The advantage of the newspaper, he said, is that it has limited space. He added, "And they have until morning to get it to you. So there's more thought put into it." There's certainly more driving a truck put into it.
It's a tempting notion that more thought is put to things that appear in papers than those that exist online. But surely some of those are the very same things.
Moreover, with a physical paper, editors may make more-stringent decisions about what will or won't reach human eyes. Now, information of all sorts appears on the Web. Some of it might be arrant bilge. Occasionally, though, the Web provides an outlet for true information that might previously have remained hearsay and gossip.
Louis does concede that "there are other avenues to the truth that are Web based."
"When I walk into the coffee places where they are literally using lab equipment and glass beakers to make the perfect coffee," he said, "I get the sense that the young people sitting at the tables are reading blogs and sites that are quiet and thoughtful."
Here at Technically Incorrect, we're always quiet and thoughtful. We don't enjoy loud noises. However, the common component between newspapers and the Web is surely the reader.
Every day, readers have to make judgments about what they believe and what they don't -- just as they must when they're at work or on a date.

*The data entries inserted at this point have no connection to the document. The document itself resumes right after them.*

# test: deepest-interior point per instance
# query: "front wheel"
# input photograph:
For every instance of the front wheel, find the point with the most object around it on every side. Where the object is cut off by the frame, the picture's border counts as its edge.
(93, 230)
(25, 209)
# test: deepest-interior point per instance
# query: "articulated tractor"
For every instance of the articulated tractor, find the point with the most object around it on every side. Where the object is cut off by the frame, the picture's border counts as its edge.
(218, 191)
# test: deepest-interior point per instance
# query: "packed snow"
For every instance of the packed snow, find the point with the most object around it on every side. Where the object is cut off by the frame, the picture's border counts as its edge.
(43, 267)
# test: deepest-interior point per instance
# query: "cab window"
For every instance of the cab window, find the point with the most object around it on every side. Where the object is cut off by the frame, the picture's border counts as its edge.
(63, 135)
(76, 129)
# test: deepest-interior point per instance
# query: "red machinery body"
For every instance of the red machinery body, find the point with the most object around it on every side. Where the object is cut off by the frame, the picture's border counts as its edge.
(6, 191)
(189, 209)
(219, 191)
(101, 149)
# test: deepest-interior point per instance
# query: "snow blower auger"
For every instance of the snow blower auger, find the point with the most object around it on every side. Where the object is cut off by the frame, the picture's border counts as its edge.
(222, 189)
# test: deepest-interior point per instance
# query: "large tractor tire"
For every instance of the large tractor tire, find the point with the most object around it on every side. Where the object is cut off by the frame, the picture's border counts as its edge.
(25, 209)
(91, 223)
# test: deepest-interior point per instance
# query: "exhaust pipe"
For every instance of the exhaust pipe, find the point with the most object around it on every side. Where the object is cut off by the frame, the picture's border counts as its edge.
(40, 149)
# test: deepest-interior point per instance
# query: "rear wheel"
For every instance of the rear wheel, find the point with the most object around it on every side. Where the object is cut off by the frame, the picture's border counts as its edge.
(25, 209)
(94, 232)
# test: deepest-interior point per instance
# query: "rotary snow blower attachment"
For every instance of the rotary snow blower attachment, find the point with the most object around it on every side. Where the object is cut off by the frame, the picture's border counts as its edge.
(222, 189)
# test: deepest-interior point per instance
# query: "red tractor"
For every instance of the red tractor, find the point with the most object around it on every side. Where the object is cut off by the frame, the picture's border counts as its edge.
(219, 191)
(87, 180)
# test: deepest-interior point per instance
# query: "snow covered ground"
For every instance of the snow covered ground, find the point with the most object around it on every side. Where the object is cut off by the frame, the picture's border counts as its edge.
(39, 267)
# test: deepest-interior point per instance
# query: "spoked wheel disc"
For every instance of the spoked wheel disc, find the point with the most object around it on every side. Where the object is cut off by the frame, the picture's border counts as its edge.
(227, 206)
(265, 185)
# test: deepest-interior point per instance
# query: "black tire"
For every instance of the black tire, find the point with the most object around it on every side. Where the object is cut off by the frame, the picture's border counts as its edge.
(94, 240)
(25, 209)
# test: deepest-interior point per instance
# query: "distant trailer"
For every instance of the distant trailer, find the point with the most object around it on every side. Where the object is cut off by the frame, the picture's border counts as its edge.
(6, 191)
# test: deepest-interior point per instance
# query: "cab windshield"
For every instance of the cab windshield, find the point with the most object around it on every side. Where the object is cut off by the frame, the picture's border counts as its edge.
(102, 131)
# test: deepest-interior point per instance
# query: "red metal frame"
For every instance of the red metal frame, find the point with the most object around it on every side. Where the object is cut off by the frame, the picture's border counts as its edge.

Unlike the old newspapers, the Web at least gives readers an opportunity to quickly root around and find, if not answers, then enough perspectives to stop them swallowing information wholesale. Some choose not to do that. They prefer to stick to sources they know, sources that reinforce their views and thereby make them feel better.
This isn't the first time Louis C.K. has mused about the troubles that tech brings to life.
He memorably told Conan O'Brien how and why he resisted his daughters' pleadings to own a cell phone. He made a wonderful video about the societal detriments of cell phones. (Sample: "I have this friend. He has a phone that can IM, it can instant message, and so now I really want him to die.")
Louis was brought to his latest troubled musings about tech, according to The Interrobang, by the way that advertising has instantly wrapped itself around the Web.
In another part of his email, he said: "When the news used to be a single broadcast that you would watch on television, with commercial breaks, there was a sense that these companies bought advertising to pay for the news to be brought to you."
It's different these days, in his view: "But now with sponsorship of individual moments of suffering, presented to comfortable gawking consumers, it feels like someone died in a far away place so you don't have to! And now you get to watch. And it's brought to you by Geico!"